All of lore.kernel.org
 help / color / mirror / Atom feed
* [PATCH] fs: Protect reconfiguration of sb read-write from racing writes
@ 2023-06-15 11:38 Jan Kara
  2023-06-15 12:53 ` Christian Brauner
                   ` (2 more replies)
  0 siblings, 3 replies; 8+ messages in thread
From: Jan Kara @ 2023-06-15 11:38 UTC (permalink / raw)
  To: Christian Brauner
  Cc: Al Viro, linux-fsdevel, Ted Tso, David Howells, Jan Kara

The reconfigure / remount code takes a lot of effort to protect
filesystem's reconfiguration code from racing writes on remounting
read-only. However during remounting read-only filesystem to read-write
mode userspace writes can start immediately once we clear SB_RDONLY
flag. This is inconvenient for example for ext4 because we need to do
some writes to the filesystem (such as preparation of quota files)
before we can take userspace writes so we are clearing SB_RDONLY flag
before we are fully ready to accept userpace writes and syzbot has found
a way to exploit this [1]. Also as far as I'm reading the code
the filesystem remount code was protected from racing writes in the
legacy mount path by the mount's MNT_READONLY flag so this is relatively
new problem. It is actually fairly easy to protect remount read-write
from racing writes using sb->s_readonly_remount flag so let's just do
that instead of having to workaround these races in the filesystem code.

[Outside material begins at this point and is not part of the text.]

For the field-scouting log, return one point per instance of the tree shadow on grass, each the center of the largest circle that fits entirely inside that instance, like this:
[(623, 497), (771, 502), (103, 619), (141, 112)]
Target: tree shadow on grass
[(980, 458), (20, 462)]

[1] https://lore.kernel.org/all/00000000000006a0df05f6667499@google.com/T/
Signed-off-by: Jan Kara <jack@suse.cz>
---
 fs/super.c | 11 ++++++++++-
 1 file changed, 10 insertions(+), 1 deletion(-)

diff --git a/fs/super.c b/fs/super.c
index 34afe411cf2b..6cd64961aa07 100644
--- a/fs/super.c
+++ b/fs/super.c
@@ -903,6 +903,7 @@ int reconfigure_super(struct fs_context *fc)
 	struct super_block *sb = fc->root->d_sb;
 	int retval;
 	bool remount_ro = false;
+	bool remount_rw = false;
 	bool force = fc->sb_flags & SB_FORCE;
 
 	if (fc->sb_flags_mask & ~MS_RMT_MASK)
@@ -920,7 +921,7 @@ int reconfigure_super(struct fs_context *fc)
 		    bdev_read_only(sb->s_bdev))
 			return -EACCES;
 #endif
-
+		remount_rw = !(fc->sb_flags & SB_RDONLY) && sb_rdonly(sb);
 		remount_ro = (fc->sb_flags & SB_RDONLY) && !sb_rdonly(sb);
 	}
 
@@ -950,6 +951,14 @@ int reconfigure_super(struct fs_context *fc)
 			if (retval)
 				return retval;
 		}
+	} else if (remount_rw) {
+		/*
+		 * We set s_readonly_remount here to protect filesystem's
+		 * reconfigure code from writes from userspace until
+		 * reconfigure finishes.
+		 */
+		sb->s_readonly_remount = 1;
+		smp_wmb();
 	}
 
 	if (fc->ops->reconfigure) {
-- 
2.35.3


^ permalink raw reply related	[flat|nested] 8+ messages in thread

* Re: [PATCH] fs: Protect reconfiguration of sb read-write from racing writes
  2023-06-15 11:38 [PATCH] fs: Protect reconfiguration of sb read-write from racing writes Jan Kara
@ 2023-06-15 12:53 ` Christian Brauner
  2023-06-15 14:10   ` Theodore Ts'o
  2023-06-15 15:01 ` Christian Brauner
  2023-06-15 22:36 ` Dave Chinner
  2 siblings, 1 reply; 8+ messages in thread
From: Christian Brauner @ 2023-06-15 12:53 UTC (permalink / raw)
  To: Jan Kara; +Cc: Al Viro, linux-fsdevel, Ted Tso, David Howells

On Thu, Jun 15, 2023 at 01:38:48PM +0200, Jan Kara wrote:
> The reconfigure / remount code takes a lot of effort to protect
> filesystem's reconfiguration code from racing writes on remounting
> read-only. However during remounting read-only filesystem to read-write
> mode userspace writes can start immediately once we clear SB_RDONLY
> flag. This is inconvenient for example for ext4 because we need to do
> some writes to the filesystem (such as preparation of quota files)
> before we can take userspace writes so we are clearing SB_RDONLY flag
> before we are fully ready to accept userpace writes and syzbot has found
> a way to exploit this [1]. Also as far as I'm reading the code
> the filesystem remount code was protected from racing writes in the
> legacy mount path by the mount's MNT_READONLY flag so this is relatively
> new problem. It is actually fairly easy to protect remount read-write
> from racing writes using sb->s_readonly_remount flag so let's just do
> that instead of having to workaround these races in the filesystem code.
> 
> [1] https://lore.kernel.org/all/00000000000006a0df05f6667499@google.com/T/
> Signed-off-by: Jan Kara <jack@suse.cz>
> ---

So looking at the ext4 code this can only happen when you clear
SB_RDONLY in ->reconfigure() too early (and the mount isn't
MNT_READONLY). Afaict, this was fixed in:

a44be64bbecb ("ext4: don't clear SB_RDONLY when remounting r/w until quota is re-enabled")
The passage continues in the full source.